Ok, finalmente posso riprendere fiato. Cos’altro aggiungere? Senz’altro meglio non nascere ricchi se poi ti devono capitare le disgrazie di Clarice. Non finivano più! Ecco, direi che è stata calcata un po’ troppo la mano, e per giunta il tutto era inframmezzato dai capitoli contemporanei di Sofia e Tomaso che non facevano che dilatare i tempi d’attesa. Sembrava una fiction in costume d’altri tempi, quando nelle case non c’era internet e bisognava spasmodicamente attendere un’intera settimana per guardare l’episodio successivo in TV.

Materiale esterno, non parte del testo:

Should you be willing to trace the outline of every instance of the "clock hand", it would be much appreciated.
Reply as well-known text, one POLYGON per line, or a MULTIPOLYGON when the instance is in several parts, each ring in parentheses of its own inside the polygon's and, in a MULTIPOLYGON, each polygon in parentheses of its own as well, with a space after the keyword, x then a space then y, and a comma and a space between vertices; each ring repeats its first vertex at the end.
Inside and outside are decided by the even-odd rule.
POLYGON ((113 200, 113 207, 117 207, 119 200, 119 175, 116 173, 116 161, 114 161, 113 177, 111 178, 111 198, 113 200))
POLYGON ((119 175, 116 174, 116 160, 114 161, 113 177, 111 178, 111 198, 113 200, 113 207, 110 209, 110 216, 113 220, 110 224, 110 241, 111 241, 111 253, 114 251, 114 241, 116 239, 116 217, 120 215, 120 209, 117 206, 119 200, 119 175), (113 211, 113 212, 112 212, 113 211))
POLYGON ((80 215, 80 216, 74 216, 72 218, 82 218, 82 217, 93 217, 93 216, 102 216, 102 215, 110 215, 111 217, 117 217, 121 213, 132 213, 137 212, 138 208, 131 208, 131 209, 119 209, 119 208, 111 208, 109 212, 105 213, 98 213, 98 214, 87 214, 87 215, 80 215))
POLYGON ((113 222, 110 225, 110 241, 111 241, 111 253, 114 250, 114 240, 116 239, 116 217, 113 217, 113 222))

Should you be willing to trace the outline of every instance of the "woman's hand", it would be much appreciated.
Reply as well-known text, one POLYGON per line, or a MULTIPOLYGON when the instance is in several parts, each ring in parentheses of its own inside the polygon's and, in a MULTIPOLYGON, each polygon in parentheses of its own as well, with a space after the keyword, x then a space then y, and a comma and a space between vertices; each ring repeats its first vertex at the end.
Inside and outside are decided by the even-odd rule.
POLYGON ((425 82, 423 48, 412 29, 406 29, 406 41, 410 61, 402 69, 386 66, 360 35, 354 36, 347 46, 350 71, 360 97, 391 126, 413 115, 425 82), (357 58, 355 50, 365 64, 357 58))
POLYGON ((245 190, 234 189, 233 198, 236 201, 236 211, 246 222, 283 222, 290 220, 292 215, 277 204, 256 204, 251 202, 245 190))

Cosa ho apprezzato di questo libro? Ritrovare luoghi a me noti, come Roma, Monaco, Vienna e Londra, ma fra tutti soprattutto Roma e Vienna. E poi le parole in tedesco che hanno rievocato i miei studi universitari.
Le citazioni letterarie all’inizio di ogni capitolo, invece, le avrei evitate tranquillamente, così come gli eccessivi rimandi alle opere dell’immaginario Christian Philipp Fohr. Questione di gusti personali. Preferisco i romanzi alla filosofia, anche se condivido assolutamente l’importante messaggio di ribellarsi ai soprusi subiti e non lasciarsi annullare dal proprio partner. Sono inoltre presenti alcuni refusi come “ingesso principale” invece di “ingresso principale” o “sui zampilli” al posto di “sugli zampilli” che mi auguro siano stati corretti nelle edizioni successive a quella in mio possesso.
Voto finale 3 su 5. La rilegatrice di storie perdute è stato un libro piacevole da leggere in vacanza, in Sardegna ovviamente.